The operating profit margin, indicating the proportion of revenue converted into operating income, has also experienced variability, with a noticeable increase in 2024 compared to the previous years. This improvement may reflect better cost management or operational efficiencies implemented by the company.

Similarly, the pretax margin demonstrates fluctuations, with a slight uptick in 2024 compared to 2023 and 2022. This ratio reflects the percentage of revenue that translates into pre-tax profit and is influenced by factors such as operating expenses, interest payments, and non-operating income.

The net profit margin, which represents the proportion of revenue that remains as net income after all expenses are deducted, has shown a similar pattern of fluctuation over the years. Despite the variability, the trend indicates a decrease from 10.27% in 2020 to 8.47% in 2024, potentially signaling challenges in controlling expenses or generating sufficient net income relative to revenue.

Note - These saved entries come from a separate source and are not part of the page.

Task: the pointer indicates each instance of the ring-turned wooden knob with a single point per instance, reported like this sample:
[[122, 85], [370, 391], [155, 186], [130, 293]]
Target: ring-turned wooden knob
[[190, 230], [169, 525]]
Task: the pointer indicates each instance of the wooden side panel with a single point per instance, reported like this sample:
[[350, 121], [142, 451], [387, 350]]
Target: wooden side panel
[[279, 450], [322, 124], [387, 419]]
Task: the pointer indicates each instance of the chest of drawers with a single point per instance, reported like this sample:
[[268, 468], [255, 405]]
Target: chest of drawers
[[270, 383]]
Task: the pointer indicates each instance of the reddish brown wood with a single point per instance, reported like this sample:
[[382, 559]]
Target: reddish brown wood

Overall, Lancaster Colony Corporation's profitability ratios suggest a mix of performance indicators, with improvements in operating profit margin and pretax margin potentially offset by declines in gross profit margin and net profit margin. Further analysis of the underlying factors driving these changes would be beneficial in understanding the company's financial performance more comprehensively.


Return on investment

Jun 30, 2024 Jun 30, 2023 Jun 30, 2022 Jun 30, 2021 Jun 30, 2020
Operating return on assets (Operating ROA) 16.52% 12.71% 10.26% 16.88% 17.71%
Return on assets (ROA) 13.14% 10.00% 8.22% 12.92% 13.79%
Return on total capital 21.53% 16.41% 13.25% 22.04% 22.46%
Return on equity (ROE) 17.13% 12.91% 10.61% 16.88% 17.49%

Lancaster Colony Corporation has demonstrated strong profitability over the past five years, as indicated by various key profitability ratios.

The Operating return on assets (Operating ROA) has shown an increasing trend from 2019 to 2024, with the highest value recorded in the latest fiscal year, reflecting the company's ability to generate operating income relative to its total assets. This indicates that the company's operational efficiency and asset utilization have improved over the years.

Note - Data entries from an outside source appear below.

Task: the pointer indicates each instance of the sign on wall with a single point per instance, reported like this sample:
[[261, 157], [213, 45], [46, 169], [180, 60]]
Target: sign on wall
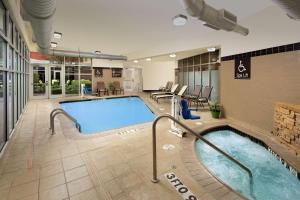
[[242, 68]]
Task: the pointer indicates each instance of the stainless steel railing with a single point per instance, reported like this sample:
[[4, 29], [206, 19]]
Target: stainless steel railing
[[155, 179], [57, 111]]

Return on assets (ROA) also depicts a positive trajectory, with a steady increase until 2022 before experiencing a slight dip in 2023 and then bouncing back in 2024. This ratio measures the overall effectiveness of utilizing assets to generate profits, and Lancaster Colony has maintained a healthy performance in this aspect.

Return on total capital has shown a similar pattern to ROA, with a consistent upward trend until 2022 and fluctuating values thereafter. This ratio indicates how efficiently the company is using its total capital (both debt and equity) to generate profits, and Lancaster Colony's ability to achieve double-digit returns on its total capital demonstrates its financial strength and effective capital allocation.

Return on equity (ROE) has displayed an increasing trend over the past five years, reaching its highest point in 2024. This ratio signifies the profitability of the company in relation to shareholders' equity, and Lancaster Colony has consistently delivered solid returns to its equity investors.

Overall, Lancaster Colony Corporation's profitability ratios suggest that the company has been effectively managing its resources, generating healthy returns for both its operational activities and overall capital structure, which is a positive indicator of its financial performance and shareholder value creation.